Fidelity of DNA polymerases in the detection of intraindividual variation of mitochondrial DNA

Paulo Cseri Ricardo 1,, Elaine Françoso 1, Maria Cristina Arias 1
PMCID: PMC7720943  PMID: 33366444

Abstract

Here we investigated the consequences of PCR amplification errors in the identification of intraindividual mtDNA variation. The bumblebee Bombus morio was chosen as model for the COI gene amplification tests with two DNA polymerases (Taq and Q5) presenting different error rates. The amplifications using Taq resulted in a significant increase of singleton haplotypes per individual in comparison to Q5. The sequence characteristics indicated that Taq resulted haplotypes are mostly due to amplification errors. Studies focusing on intraindividual variability should address special attention to the DNA polymerase fidelity to avoid overestimation of heteroplasmic haplotypes.

Keywords: Taq DNA polymerase, Q5 DNA polymerase, heteroplasmy, NUMTs

Introduction

Taq DNA polymerase (Taq-pol) is the most common polymerase used in polymerase chain reaction (PCR) (Yamagami et al. 2014). This enzyme was isolated first from the thermophilic bacterium Thermus aquaticus (Taq) (Saiki et al. 1988) and is thermostable. This characteristic was decisive for the automation of PCR (Reiss et al. 1990), besides the increase in specificity and efficiency of the reaction (Saiki et al. 1988). Over time, other thermostable DNA polymerases have been isolated from other microorganisms (e.g. Pfu and Vent®) or developed from protein engineering (e.g. Phusion® and Q5®). Some of these enzymes have 3′-5′ proofreading exonuclease activity, absent in Taq-pol, which promotes the checking and removing mismatched nucleotides during the polymerization (Kunkel 1992; Kunkel and Bebenek 2000) and, therefore, are considered as high-fidelity DNA polymerases.

The fidelity of a DNA polymerase is usually expressed by the mean error rate per base per duplication (Keohavong and Thilly 1989). Taq-pol has an error rate between 2 × 10−4 (Saiki et al. 1988; Keohavong and Thilly 1989) and 2 × 10−5 (Eckert and Kunkel 1990; McInerney et al. 2014). Proofreading activity of the high-fidelity polymerases drops error rates to 10−6 or even lower (Cline 1996; Li et al. 2006; McInerney et al. 2014). Despite the higher error rate of Taq-pol compared to high-fidelity polymerases, the frequency of each error in the population of amplified molecules is still considered low (Lin et al. 2002). However, these errors may hinder the analysis of coamplification of different sequences (Pascual et al. 1994; Bracho et al. 1998), as in studies of heteroplasmy.

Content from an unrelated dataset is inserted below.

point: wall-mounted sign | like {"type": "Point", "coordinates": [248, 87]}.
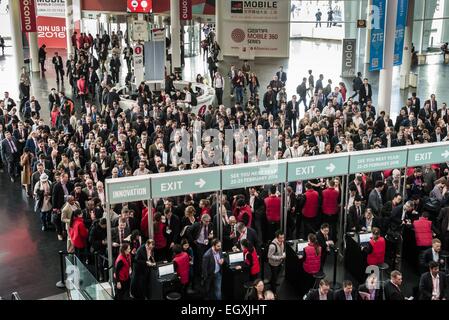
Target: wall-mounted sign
{"type": "Point", "coordinates": [140, 6]}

In a previous study, heteroplasmy was unveiled for the bumblebee Bombus morio (Hymenoptera, Apidae, Bombini) (Françoso et al. 2016). Thus B. morio was our model species to evaluate the degree of DNA polymerases error effects in the identification of heteroplasmic haplotypes. Here, we tested two DNA polymerases (Taq-pol and Q5), each presenting distinct error rates, for the amplification of a mitochondrial fragment encompassing the cytochrome C oxidase subunit I (COI) gene.

Material and methods

Samples and DNA extraction

Six individuals of B. morio (1BM, 2BM, 3BM, 4BM, 5BM, and 6BM), from four Brazilian locations, were used for DNA extraction following the protocol described by Françoso et al. (2015). Samples were obtained from the cryogenic collection (−80 °C) of the Laboratório de Genética e Evolução de Abelhas from Instituto de Biociências, Universidade de São Paulo, São Paulo, Brazil (see Supplementary file 1).

Amplification

A 676 bp fragment of COI gene was amplified with a Taq-pol and a high-fidelity polymerase for each individual in a Mastercycler pro (Eppendorf, Germany), using the primers BarbeeF (Françoso and Arias 2013) and mtD9 (Simon et al. 1994).

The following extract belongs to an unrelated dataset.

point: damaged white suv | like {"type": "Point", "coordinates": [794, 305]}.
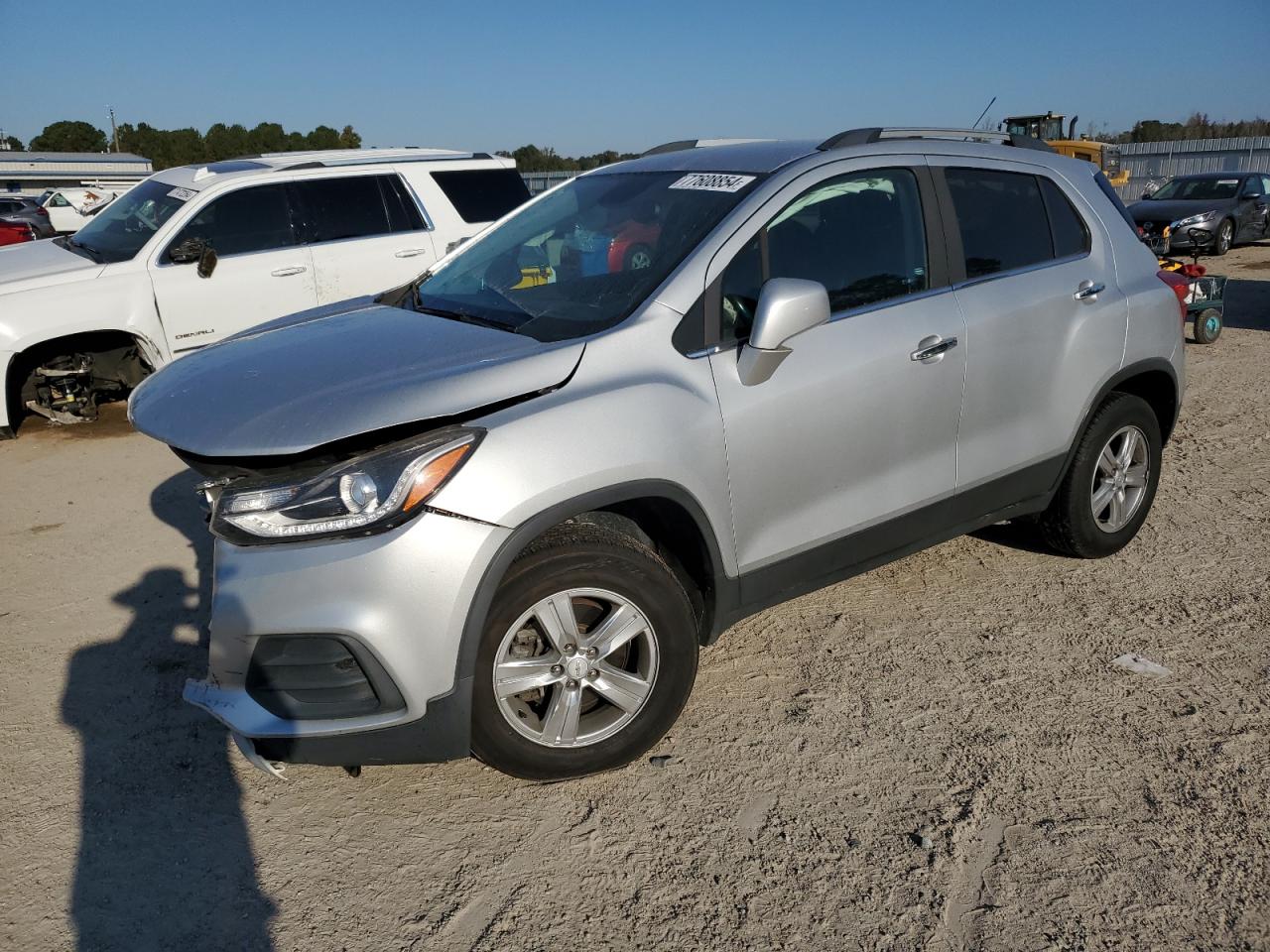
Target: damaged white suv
{"type": "Point", "coordinates": [195, 254]}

Amplifications with Taq DNA polymerase

The amplifications were set up with 4.0 μl of DNA template in 20 μl final volume containing 1X PCR buffer, 0.4 μM each primer, 0.2 mM each dNTP, 1.5 mM MgCl2, and 1.5 U of Platinum® Taq DNA Polymerase (Thermo Fisher Scientific, Waltham, MA). Reactions consisted of an initial denaturation at 94 °C for 2 min followed by 35 cycles at 94 °C for 45 s, 48 °C for 45 s, and 64 °C for 50 s, and a final extension at 64 °C for 5 min. The error rate of Platinum Taq is 2.28 × 10−5 according to the manufacturer.

Amplifications with high-fidelity DNA polymerase

Amplifications were run in a 25 µl volume containing 12.5 µl of Q5® High-Fidelity 2X Master Mix (New England Biolabs, Ipswich, MA), 0.8 µM of each primer and 4.0 µl of DNA template. PCR reactions were conducted according to Q5 manufacturer’s recommendations, and included an initial denaturation at 98 °C for 30 s followed by 35 cycles at 98 °C for 10 s, 50 °C for 30 s, and 72 °C for 30 s, and a final extension at 72 °C for 2 min. The error rate of Q5 polymerase is 5.3 × 10−7 (Potapov and Ong 2017).

Cloning and sequencing

PCR products from each polymerase amplification were cloned in the pGEM plasmid vector (Promega, Madison, WI) and used to transform competent Escherichia coli DH5-α cells. For each B. morio sample and DNA polymerase tested, around 48 colonies were picked, added to a 20 μl of TE buffer (0.5X) and boiled at 99 °C for 10 min. The cloned inserts were amplified using the pUC/M13 primers Forward (17mer) (−40) (5′-GTTTTCCCAGTCACGAC-3′) and Reverse (17mer) (5′-CAGGAAACAGCTATGAC-3′), following the conditions previously described for Taq-pol. PCR products were purified with the ExoProStar (GE Healthcare Life Sciences, Little Chalfont, UK) and sequenced at the Macrogen sequencing service (Macrogen Inc., Seoul, South Korea).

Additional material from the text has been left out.